Ein reicher Kaufmann hat sein weiträumiges Grundstück mit einer hohen Mauer umzäunt. Der etwas extravagante Sohn nutzt das aus, indem er bei schönem Wetter immer nackt auf seinem Pony reitet. Es kann ihn ja keiner sehen. Eines Tages wird er nach dem Reiten in der Mittagshitze sehr müde, er legt sich ins Gras und schläft sofort ein. Das Pony kommt heran und beschnuppert ihn. Als es das auch an einem sehr empfindlichen Körperteil tut, wird der Junge wach und erschrickt. Verwirrt beißt das Pony zu.

Der Junge schreit wie am Spieß, Diener eilen herbei und holen einen Arzt.

Der lässt den Jungen auf einer Bahre wegtragen und weist an: »Bringen Sie den Patienten ins Krankenhaus und das Pony zu Professor Freud!«

Eine ähnlich schlaue Auskunft gab ein Bundestagsabgeordneter, der zu den wenigen Freunden und Vertrauten Konrad Adenauers gehörte: der Bankier Robert Pferdmenges. Er war ein wichtiger Berater des Kanzlers, hielt sich aber sehr zurück und meldete sich in keiner öffentlichen Debatte zu Wort.

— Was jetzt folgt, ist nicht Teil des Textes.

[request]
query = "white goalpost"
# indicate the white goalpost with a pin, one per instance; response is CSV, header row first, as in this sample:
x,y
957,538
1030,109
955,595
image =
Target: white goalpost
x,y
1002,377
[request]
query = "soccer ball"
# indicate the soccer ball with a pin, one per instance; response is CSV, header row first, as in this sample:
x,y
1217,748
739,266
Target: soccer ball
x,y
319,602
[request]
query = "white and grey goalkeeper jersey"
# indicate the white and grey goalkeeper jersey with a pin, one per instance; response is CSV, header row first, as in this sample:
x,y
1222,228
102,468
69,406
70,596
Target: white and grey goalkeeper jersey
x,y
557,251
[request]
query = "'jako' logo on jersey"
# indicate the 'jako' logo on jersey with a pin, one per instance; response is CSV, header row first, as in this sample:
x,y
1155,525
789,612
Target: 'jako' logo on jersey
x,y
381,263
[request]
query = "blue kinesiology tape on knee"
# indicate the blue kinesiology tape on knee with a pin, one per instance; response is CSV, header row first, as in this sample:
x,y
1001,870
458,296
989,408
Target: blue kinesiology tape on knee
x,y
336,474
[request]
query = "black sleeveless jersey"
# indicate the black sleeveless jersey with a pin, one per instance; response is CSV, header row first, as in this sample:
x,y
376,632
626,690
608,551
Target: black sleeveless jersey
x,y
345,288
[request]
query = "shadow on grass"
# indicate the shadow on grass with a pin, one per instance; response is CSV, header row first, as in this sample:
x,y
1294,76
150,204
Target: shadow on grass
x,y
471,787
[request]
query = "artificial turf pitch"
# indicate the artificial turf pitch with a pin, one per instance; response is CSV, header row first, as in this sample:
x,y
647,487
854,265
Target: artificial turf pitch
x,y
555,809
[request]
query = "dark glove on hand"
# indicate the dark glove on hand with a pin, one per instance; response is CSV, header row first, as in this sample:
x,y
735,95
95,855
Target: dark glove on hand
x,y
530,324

Als Pferdmenges an einem Sonntagmorgen in seinem Abgeordneten-Büro noch etwas erledigt hatte, begegnet ihm auf dem Gang eine Schulklasse, die den Bundestag besichtigt. Der Fremdenführer ist glücklich, seiner Gruppe an einem freien Tag für die Parlamentarier doch einen Politiker präsentieren zu können. Er fragt Pferdmenges, ob er bereit sei, den jungen Gästen zwei oder drei Fragen zu beantworten. Der stimmt etwas widerwillig, aber doch freundlich zu. Den Kindern fallen zunächst keine Fragen ein. Endlich fragt eine Schülerin: »Wenn Sie zwölf Millionen hätten, was würden Sie dann tun?« Pferdmenges überlegt eine Weile. »Ich müsste mich etwas einschränken«, sagt er schließlich.

Auch dieses fast prophetische Beispiel stammt aus den fünfziger Jahren:

Dem deutschen Arbeiter geht es immer besser: Erst ging er zu Fuß, dann kam er mit dem Fahrrad. Danach fuhr er Moped. Nun hat er schon ein Auto — und bald wird er fliegen.

Das Letzte

Zwei Jäger treffen sich. Beide tot.

Telegramm an den Geschäftsfreund: »Die gerechte Sache hat gesiegt.«

Antworttelegramm: »Sofort Berufung einlegen!«

Der alternde Playboy sagt: »Lieber fünf vor zwölf als keine nach Mitternacht.«

»Ich habe immer auch eine leere Flasche im Kühlschrank.« »Warum denn das?«

»Es könnte ja mal einer kommen, der nichts trinken will.«

In New York sitzen zwei Kaufleute nebeneinander beim Friseur. Der eine seufzt tief.